Nous raccrochâmes lorsque la petite dame commença à bailler à répétitions, signal d'un endormissement imminent. Je posai mon téléphone sur le bord de ce que j'appelais "la tablette", sorte de longue planche qui me servait de second bureau, situé au bout de mon lit et où était installé mon ordinateur.

J'eu un moment de réflexion. Si la question de l'éventuelle prise de distance de Charlye à mon égard restait en suspens pour le moment, une autre me revenait sans cesse en tête.

Il devenait urgent de réfléchir sérieusement à ce que j'allais faire après le Bac mais je n'osais absolument pas tenter le diable en réessayant de me concentrer.

Il était bien tard pour penser à tout cela. Je n'aurais pas de réponses avant la prochaine apparition de Keannon, et même s'il apparaissait où bon lui semblait, il ne le faisait jamais ni à l'intérieur de chez moi ni à une heure aussi tardive.

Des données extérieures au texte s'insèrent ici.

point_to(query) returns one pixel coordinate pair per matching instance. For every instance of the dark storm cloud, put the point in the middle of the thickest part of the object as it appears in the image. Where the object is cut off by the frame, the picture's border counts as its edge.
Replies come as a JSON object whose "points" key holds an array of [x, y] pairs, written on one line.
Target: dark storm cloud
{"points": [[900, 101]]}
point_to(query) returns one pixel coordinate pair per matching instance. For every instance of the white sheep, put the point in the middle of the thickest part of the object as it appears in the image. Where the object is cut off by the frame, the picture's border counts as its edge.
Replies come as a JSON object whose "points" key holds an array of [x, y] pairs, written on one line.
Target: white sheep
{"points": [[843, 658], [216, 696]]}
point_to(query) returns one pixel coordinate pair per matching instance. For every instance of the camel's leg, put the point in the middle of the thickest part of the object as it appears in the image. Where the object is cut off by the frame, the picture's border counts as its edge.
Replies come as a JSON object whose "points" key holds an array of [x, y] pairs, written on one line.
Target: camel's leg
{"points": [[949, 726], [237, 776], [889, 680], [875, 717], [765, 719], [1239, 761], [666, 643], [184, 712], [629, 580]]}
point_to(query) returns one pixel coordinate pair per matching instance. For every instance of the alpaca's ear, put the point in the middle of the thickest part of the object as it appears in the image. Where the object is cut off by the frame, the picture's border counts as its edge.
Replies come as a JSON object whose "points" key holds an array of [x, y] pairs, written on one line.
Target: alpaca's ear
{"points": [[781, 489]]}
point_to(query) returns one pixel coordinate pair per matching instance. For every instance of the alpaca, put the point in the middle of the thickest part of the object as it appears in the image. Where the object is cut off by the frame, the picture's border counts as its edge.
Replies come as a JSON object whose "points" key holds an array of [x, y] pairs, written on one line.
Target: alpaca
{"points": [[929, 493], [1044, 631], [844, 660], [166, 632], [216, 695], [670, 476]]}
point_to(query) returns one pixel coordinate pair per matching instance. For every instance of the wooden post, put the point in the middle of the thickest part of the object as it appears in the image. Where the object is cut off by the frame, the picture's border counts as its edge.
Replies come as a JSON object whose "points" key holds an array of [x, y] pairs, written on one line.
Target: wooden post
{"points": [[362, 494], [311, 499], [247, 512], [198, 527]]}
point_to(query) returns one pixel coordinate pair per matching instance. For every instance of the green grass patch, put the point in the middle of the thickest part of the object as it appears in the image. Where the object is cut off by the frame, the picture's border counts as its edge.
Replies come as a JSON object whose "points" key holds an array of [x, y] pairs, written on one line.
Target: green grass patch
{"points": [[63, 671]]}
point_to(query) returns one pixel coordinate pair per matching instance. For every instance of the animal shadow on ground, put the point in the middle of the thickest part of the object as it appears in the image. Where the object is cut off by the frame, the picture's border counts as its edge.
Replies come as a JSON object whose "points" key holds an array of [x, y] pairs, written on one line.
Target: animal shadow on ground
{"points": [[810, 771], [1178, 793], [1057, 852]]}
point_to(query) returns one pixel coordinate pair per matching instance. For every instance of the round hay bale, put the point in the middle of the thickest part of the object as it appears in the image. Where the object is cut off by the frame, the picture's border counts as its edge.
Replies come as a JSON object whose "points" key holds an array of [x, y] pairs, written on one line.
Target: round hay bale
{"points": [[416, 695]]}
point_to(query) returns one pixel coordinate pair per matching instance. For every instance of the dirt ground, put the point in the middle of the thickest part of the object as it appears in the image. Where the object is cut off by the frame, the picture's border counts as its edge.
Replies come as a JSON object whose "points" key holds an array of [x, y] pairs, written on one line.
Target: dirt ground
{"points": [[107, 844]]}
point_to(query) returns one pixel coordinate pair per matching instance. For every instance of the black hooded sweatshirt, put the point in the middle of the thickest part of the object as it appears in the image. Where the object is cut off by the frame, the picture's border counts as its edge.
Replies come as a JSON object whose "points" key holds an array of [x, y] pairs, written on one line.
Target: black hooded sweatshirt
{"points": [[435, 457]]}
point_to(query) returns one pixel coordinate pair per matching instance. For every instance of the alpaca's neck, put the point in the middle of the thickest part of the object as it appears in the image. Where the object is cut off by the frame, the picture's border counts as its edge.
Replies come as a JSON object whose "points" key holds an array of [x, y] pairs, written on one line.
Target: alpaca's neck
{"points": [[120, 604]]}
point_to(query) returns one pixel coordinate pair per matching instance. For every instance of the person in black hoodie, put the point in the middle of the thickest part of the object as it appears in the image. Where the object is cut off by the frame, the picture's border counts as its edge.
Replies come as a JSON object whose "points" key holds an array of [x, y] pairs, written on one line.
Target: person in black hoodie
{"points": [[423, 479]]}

Le lendemain, je me retrouvai épaulé par le chef du Service Technique dans l'avancement de mon travail. Nous devions nous rendre au local électrique afin de vérifier les raccordements de la centrale incendie après un défaut de déclenchement lors d'un test. Keannon ne pouvait apparaître, comme il savait si bien le faire, tant que je n'étais pas seul.

Tu fais bien les choses toi, pensai-je en m'adressant au Temps lui-même.

Cela m'agaçait au plus haut point. Je devais voir Keannon urgemment et les choses se déroulaient de façon à empêcher que cela arrive. Je pris mon mal en patience durant toute la matinée, espérant qu'on moment propice survienne, sans succès.

La pause midi prit tout son temps pour arriver. Je décidai cette fois-ci de sortir du bâtiment et m'installer sur un banc, situé juste à l'extérieur du périmètre de l'établissement, pour déjeuner. Les environs étaient très calmes. Les rues de ce côté-ci de Sanmé étaient généralement calmes, ce qui avait le don d'être apaisant.

J'approchai le sandwich de ma bouche, prêt à y fermer les crocs, quand soudain :

"Bon appétit !

Je m'arrêtai net dans mon élan, l'extrémité de mon sandwich à un centimètre de ma bouche. Keannon venait d'apparaître, soudainement, comme un coup de vent, comme d'habitude.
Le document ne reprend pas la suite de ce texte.